Another visitor, Tini Firdaus, shared the same opinion.
She said she was especially amazed by the brilliant ideas for the decorations and accessories used for the table settings.
"Did you see a table setting with a beautiful batik table cloth over there?" Tini said.
Participants of the exhibition came from various backgrounds, including, furniture gallery owners, fashion designers, school of arts students and of course, housewives.
The exhibition was part the Table and Food Festival Extravaganza 2000, organized by the Sekar Saji Nusantara Foundation.
One of the most attractive tables in the hall was the one designed by well-known batik designer, Iwan Tirta.
Titled A Royal Ngayogyakarta, it was set on a one meter by three meters table covered with a batik cloth, complete with kraton (Javanese sultanate) style silverware.
Among the silver handicrafts on the table were a miniature royal cart adorned with a dragon's head.
Tini said the exhibition would help promote table settings in the country.
"If people become more familiar with the various types of table settings, especially those using specially crafted silverware, craftsmen will benefit as they will be able to sell more of their products," Tini said.
Another setting titled Lebaran Celebration, was dominated by various kinds of spices. Every plate, on the intentionally unfinished table setting, was laid with a pair of long cinnamon sticks to represent chopsticks.
An ingenious setting called Asmat Ambience displayed traditional Asmat tribe potteries against a modern backdrop.
The festival also featured some designs by students from art schools.
A female student from the Jakarta Art Institute (IKJ), Indah Tjahyawulan, designed a table setting with various Betawi (native Jakartan) ornaments and named it Jakarta Molek (Lovely Jakarta). A bread shaped like a crocodile, usually used in Betawian wedding ceremonies, added a special touch on this already attractive table.
Art school students from Trisakti University had a unique style of presentation.The students built a "kitchen" at their stand, complete with a decorated table, hand-made potteries and wall decorations.
"Every item displayed here was made by us," one of the students, Dewi, told the Post.
Some contemporary settings was also highlighted in the festival.

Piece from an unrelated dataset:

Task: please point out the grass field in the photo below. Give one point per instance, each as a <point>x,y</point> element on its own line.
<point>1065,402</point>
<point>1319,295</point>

A setting titled Birds of Paradise used various mock birds effectively, while another called Spring Celebration used many kinds of flowers which left a pleasant fragrance around the setting.
Besides featuring the country's traditional settings, the festival also showcased table arrangements from Japan, China and the Middle East.
The Middle Eastern settings were displayed along with some beautiful paintings, while the Japanese-style table settings had the classic Ikebana flower arrangements.
The festival also exhibited various local and international cuisines. However, the food festival did not attract as many visitors as the table setting exhibition.
The event was held to raise funds for health care and scholarships, head of the organizing committee Yuna Nasution said at the festival.
The Sekar Saji Nusantara foundation, founded on June 29, 1995, had earlier launched a cookery book to raise funds for charity.
Among the foundation's board of advisors is former minister of tourism, post and telecommunication Joop Ave.